De fait, dans l'industrie ou le numérique plusieurs grandes entreprises américaines établies au Maroc ont renforcé leur présence.. Dans le domaine automobile, Lear exploite par exemple 4 usines dans le royaume dont une qu’il vient d’ouvrir à Kénitra.

Delphi est présent avec deux sites dont un ouvert à Tanger en 2009. Le groupe a fait part en milieu d’année aux autorités marocaines de son intention de continuer à investir dans le pays.

Dans le domaine aéronautique UTC et sa filiale Ratier Figeac sont présents à Casablanca tout comme Matis, une JV dans le cablage aéronautique entre Boeing et Labinal (Safran).

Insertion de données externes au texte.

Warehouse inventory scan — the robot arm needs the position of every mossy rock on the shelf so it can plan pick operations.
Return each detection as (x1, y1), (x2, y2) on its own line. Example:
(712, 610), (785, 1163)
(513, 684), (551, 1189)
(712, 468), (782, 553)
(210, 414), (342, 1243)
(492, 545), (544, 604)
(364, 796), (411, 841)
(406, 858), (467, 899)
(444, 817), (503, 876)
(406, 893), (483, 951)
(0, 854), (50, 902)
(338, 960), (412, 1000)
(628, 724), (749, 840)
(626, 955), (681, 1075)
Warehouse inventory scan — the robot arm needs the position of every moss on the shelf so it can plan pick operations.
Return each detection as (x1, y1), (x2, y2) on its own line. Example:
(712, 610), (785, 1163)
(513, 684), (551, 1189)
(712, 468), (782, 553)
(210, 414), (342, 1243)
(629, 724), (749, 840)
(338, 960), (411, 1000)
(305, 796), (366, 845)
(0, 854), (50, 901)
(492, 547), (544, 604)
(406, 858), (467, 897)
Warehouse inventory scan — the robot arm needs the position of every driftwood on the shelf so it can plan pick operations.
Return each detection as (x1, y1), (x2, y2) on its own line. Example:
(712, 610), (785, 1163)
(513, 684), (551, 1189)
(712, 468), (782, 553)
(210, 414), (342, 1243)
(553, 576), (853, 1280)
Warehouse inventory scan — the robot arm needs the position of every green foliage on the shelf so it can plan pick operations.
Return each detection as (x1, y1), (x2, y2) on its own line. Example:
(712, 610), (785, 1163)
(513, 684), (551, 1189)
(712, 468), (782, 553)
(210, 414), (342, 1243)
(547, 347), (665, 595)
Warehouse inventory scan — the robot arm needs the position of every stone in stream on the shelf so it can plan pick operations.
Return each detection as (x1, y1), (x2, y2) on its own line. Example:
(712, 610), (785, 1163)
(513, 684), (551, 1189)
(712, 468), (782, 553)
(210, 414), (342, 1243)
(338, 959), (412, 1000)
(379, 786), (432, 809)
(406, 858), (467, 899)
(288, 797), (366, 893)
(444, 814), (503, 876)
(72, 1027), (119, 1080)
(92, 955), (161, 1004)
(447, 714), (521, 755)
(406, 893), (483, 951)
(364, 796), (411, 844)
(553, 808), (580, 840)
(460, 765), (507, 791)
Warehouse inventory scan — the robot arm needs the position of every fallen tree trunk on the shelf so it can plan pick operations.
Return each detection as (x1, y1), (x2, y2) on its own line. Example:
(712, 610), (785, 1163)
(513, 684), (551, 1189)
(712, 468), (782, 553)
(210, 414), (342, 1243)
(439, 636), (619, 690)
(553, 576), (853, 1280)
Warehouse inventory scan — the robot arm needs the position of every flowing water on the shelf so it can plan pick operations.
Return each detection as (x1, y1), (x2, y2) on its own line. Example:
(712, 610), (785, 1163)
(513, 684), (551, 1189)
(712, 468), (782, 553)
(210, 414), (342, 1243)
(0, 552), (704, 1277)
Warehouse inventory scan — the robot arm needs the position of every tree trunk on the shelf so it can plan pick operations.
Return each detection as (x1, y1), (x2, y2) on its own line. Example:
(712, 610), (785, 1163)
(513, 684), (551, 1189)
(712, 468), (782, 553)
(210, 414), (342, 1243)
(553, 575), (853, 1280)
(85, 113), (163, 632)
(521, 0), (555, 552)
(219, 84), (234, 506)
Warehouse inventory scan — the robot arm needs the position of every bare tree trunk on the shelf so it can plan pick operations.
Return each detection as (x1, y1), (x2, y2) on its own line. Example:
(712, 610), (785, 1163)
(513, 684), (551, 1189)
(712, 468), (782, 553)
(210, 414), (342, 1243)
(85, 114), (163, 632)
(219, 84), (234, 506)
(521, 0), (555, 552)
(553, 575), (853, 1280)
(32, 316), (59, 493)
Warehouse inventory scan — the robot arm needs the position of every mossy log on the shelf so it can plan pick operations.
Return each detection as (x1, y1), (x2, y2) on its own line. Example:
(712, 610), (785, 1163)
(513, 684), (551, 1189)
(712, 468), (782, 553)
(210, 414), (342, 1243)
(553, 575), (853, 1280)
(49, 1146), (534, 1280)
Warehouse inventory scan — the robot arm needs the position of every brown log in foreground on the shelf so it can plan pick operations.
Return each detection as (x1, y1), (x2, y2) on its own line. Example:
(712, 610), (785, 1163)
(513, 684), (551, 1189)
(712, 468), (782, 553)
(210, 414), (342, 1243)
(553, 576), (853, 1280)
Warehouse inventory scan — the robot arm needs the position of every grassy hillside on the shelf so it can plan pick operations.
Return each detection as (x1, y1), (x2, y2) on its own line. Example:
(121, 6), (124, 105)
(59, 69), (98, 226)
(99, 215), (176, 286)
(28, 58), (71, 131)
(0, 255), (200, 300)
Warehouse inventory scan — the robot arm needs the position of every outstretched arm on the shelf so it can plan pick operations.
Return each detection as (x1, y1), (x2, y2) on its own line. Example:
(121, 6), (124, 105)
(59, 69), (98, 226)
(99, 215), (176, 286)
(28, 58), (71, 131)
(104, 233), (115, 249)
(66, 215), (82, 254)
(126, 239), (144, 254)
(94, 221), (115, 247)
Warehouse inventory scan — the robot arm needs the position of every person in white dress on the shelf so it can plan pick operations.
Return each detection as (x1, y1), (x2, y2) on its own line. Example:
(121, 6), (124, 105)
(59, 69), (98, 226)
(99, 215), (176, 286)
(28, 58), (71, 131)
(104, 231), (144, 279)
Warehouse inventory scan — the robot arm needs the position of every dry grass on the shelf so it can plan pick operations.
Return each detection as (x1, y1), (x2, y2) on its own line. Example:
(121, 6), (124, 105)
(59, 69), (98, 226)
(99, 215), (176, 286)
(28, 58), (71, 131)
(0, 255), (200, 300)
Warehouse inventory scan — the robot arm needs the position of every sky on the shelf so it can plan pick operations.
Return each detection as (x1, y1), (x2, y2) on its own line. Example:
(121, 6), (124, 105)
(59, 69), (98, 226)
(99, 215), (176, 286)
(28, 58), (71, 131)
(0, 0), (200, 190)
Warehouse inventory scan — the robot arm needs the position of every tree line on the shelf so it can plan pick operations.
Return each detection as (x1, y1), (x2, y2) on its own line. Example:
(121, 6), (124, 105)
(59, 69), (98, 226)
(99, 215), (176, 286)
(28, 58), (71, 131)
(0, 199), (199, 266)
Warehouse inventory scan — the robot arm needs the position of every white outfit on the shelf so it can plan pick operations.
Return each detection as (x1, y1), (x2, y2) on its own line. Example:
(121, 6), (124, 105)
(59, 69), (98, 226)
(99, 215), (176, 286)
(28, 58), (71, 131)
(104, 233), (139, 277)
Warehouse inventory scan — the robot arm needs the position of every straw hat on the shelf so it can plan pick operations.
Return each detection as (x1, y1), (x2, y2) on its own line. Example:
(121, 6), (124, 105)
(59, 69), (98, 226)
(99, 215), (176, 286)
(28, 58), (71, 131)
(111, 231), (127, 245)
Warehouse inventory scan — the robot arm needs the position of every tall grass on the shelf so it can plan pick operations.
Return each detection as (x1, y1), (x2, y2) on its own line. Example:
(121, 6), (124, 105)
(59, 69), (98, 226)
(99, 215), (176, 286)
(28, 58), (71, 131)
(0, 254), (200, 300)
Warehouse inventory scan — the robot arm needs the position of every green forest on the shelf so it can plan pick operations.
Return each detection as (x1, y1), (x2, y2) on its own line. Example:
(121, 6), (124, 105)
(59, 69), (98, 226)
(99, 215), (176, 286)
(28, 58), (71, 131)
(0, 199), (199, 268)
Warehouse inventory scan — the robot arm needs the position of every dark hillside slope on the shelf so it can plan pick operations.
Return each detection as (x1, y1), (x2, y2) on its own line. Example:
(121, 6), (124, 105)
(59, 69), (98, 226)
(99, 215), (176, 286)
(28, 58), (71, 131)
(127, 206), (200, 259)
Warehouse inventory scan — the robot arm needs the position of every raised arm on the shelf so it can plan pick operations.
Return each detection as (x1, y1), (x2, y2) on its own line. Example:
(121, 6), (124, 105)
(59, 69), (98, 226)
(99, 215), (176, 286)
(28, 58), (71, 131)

À cela s'ajoute la présence de longue date de géants de la consommation comme Coca-Cola ou Colgate Palmolive.

IBM pour sa part vient d’annoncer la création à Casablanca d’un centre de ressources qui sera l'un de ses plus importants en Afrique.

Le fabriquant d'ordinateurs Dell pour sa part a installé en 2008 un centre support de plus de 1 000 personnes sur la zone Casanearshore à Casablanca. Toujours dans cette même ville, à l'occcasion du salon du Bourget en juin le conglomérat industriel Eaton a indiqué son intention d'étendre ses activités sur la zone franche aéronautique Midparc.

vente d'avions de chasse F-16

La Chambre de commerce américaine au Maroc compte 285 membres dont 40% d’entreprises américaines. À l’occasion d’une manifestation organisée par l'"Am Cham Morocco" à Tanger, il y a quelques jours, celle-ci avait indiqué que les investissements américains sur cette région totalisaient à ce jour, 250 millions de dollars et avaient créé 20 000 emplois au total.

Dans le domaine de la prospection pétrolière, qui agite beaucoup les milieux économiques en ce moment au Maroc, le californien Chevron s'est lui engagé dans l'exploration de blocs offshore au large d'Agadir en début d'année.

À noter, que parfois, les questions économiques et stratégiques se rejoignent. En 2007, le Maroc pour moderniser son armée de l’air avait choisi les F-16 du constructeur américain Lockheed Martin les préférant au Rafale de Dassault pourtant favori.

En 2012, le Maroc a demandé des autorisations pour importer 1,12 milliard de dollars de matériel militaire américain, selon l'ONG washingtonienne Arms control association. En vue, notamment, depuis 2009 : l'achat pour un montant total de 134 millions de dollars.de trois mega hélicoptères Chinook fabriqués par Boeing.

Enfin, dans un registre plus pacifique, le Maroc bénéficie régulièrement des soutiens de l'aide américaine au développement (USAid) ou aussi du Millenium Challenge, un programme visant le développement social doté en 2007 de 697,5 millions de dollars.